Sleepless, disoriented, Duncan feels the sharp anguish of someone very young—of a young man whose beautiful wife has been stolen away. The forsaken merman.
He feels in fact as though he had been forsaken by everyone—by Jasper and by Marcus, even by Emily, with her great superior health and all her hoards of female wisdom. By Cath especially of course, and by Brennan O’Donahue. By all the people on Ocracoke Island—that most beautiful, isolated and imperiled scrap of ground, the one place to which he can never, ever go, and for which Duncan’s whole tormented landlocked soul now longs.
ON THE ROAD
BOISE
Some trick of lighting in this particular small, low-ceilinged auditorium makes the audience more visible than most audiences are, here in Boise—but is Boise in Idaho or Utah? The lecturer, a woman named Brendan Hallowell, decides that it must be Idaho; Salt Lake City, Utah, is where she was last night, when, lecturing, she could see no one at all out there. In any case, as she approaches the end of her talk, she can see faces, mostly women’s, all quite rapt, and so—so surprised. She is not what they expected; she does not look like her photographs, does not sound like her published work, which is highly serious, slightly academic. But quite startlingly (especially to herself), now, this year she is widely popular, sought after. A success. On a lecture tour.

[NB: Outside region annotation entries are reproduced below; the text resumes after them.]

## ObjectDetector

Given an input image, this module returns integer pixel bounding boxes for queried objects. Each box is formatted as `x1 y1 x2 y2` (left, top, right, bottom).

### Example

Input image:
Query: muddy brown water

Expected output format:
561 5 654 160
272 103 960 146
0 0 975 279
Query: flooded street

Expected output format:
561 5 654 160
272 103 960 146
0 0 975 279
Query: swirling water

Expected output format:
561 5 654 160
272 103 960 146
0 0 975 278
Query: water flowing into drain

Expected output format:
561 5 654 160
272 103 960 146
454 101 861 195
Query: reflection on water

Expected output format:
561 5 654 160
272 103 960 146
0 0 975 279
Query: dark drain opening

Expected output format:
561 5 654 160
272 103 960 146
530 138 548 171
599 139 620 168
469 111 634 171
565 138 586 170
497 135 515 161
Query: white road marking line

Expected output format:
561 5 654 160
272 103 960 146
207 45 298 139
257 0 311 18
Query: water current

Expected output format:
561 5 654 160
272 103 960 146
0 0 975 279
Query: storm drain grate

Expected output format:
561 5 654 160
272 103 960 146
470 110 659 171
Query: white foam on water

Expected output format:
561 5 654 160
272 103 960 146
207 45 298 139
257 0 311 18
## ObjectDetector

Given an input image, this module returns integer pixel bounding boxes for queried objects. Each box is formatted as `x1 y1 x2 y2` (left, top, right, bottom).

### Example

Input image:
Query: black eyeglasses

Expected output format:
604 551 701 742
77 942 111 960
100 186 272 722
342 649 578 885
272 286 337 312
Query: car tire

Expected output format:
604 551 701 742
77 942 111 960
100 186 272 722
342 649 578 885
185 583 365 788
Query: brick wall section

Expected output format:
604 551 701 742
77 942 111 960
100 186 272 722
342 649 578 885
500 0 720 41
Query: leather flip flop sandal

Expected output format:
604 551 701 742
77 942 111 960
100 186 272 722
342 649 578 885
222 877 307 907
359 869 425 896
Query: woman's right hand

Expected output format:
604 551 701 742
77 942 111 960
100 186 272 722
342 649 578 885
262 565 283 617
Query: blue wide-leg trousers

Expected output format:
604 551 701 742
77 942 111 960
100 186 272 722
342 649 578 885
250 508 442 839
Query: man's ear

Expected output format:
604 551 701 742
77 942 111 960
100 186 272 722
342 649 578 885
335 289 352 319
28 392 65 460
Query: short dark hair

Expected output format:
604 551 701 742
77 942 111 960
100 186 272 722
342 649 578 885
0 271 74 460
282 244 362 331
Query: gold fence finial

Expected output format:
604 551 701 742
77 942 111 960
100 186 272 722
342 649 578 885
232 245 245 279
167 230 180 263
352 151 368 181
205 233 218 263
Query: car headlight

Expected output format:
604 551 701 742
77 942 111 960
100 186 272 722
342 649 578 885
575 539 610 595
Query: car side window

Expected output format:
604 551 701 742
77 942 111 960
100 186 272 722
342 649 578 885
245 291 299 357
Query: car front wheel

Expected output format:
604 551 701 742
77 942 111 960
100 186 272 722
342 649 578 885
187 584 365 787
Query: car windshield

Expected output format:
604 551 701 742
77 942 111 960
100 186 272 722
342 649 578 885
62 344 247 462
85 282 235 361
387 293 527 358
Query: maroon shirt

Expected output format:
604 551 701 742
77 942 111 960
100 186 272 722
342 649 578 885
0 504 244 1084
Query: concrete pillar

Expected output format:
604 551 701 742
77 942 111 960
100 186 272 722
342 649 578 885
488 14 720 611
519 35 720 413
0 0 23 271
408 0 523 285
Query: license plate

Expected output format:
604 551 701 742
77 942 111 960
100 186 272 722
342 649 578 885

Coming to the end more quickly than anyone would have imagined—those sympathetic, slightly startled faces seem to expect more, possibly more than she can give them?—Brendan feels her hair begin to fall down from its knot, her hair slipping down to her shoulders, so straight and slippery, such difficult hair. Red hair, quite unexpected from the black-and-white jacket photos, in which Brendan looks tall and composed, not a small, squarely built red-haired woman, now becoming a mess.
Years back, in her graduate student days, Brendan’s hair was always a mess, and her small apartment, in Madison, Wisconsin, was messy too, quite hopeless, but intellect
ually she was never in disarray. At that time she began a series of scholarly studies of “creative women” (even then she herself winced slightly at the term), mostly somewhat offbeat; avoiding Virginia Woolf, she concentrated on Mrs. Gaskell, Emily Hale, Hepzibah Menuhin, and the almost unknown sisters of Jascha Heifetz. She continued in that vein with occasional articles after her doctorate, her various teaching jobs, her marriage; even married to punctilious, hyper-efficient Tom, for whom she made every effort at neatness, efficiency, Brendan continued to write her feminist but not strident, scholarly but not dry articles. And now her new book is a big success: a sort of collected works, a hotshot young editor’s compendium of many of those articles, entitled (by the editor) Sex and Creativity.
But still her hair falls down, and her new shoes hurt.
“—for the act of creation is, after all, an act of love.” Repeating her final sexual metaphor, her essential message, Brendan tries to remember the hotel room to which here in Boise, Idaho, she will eventually go, to which she will mercifully be released. A Hyatt? She thinks not; no, that was in Salt Lake, in Utah, and before that in Winnetka, Illinois, and Albany, New York. Brendan lives with Tom in Bethesda, Maryland, but sometimes she has trouble remembering that house, and even Tom shifts in and out of focus in her mind.
Tom was opposed to this trip, but he never quite said why. Was he afraid that she would not enjoy it? So far this has certainly been true, as Tom, a lawyer and more experienced in these matters, would have known; still, that seems just slightly unlikely, as does a possible fear on his part that she might “meet” someone, Tom being neither markedly solicitous nor sexually insecure. The point is, she can’t quite tell what he meant, or felt. They do not—ever, quite—communicate.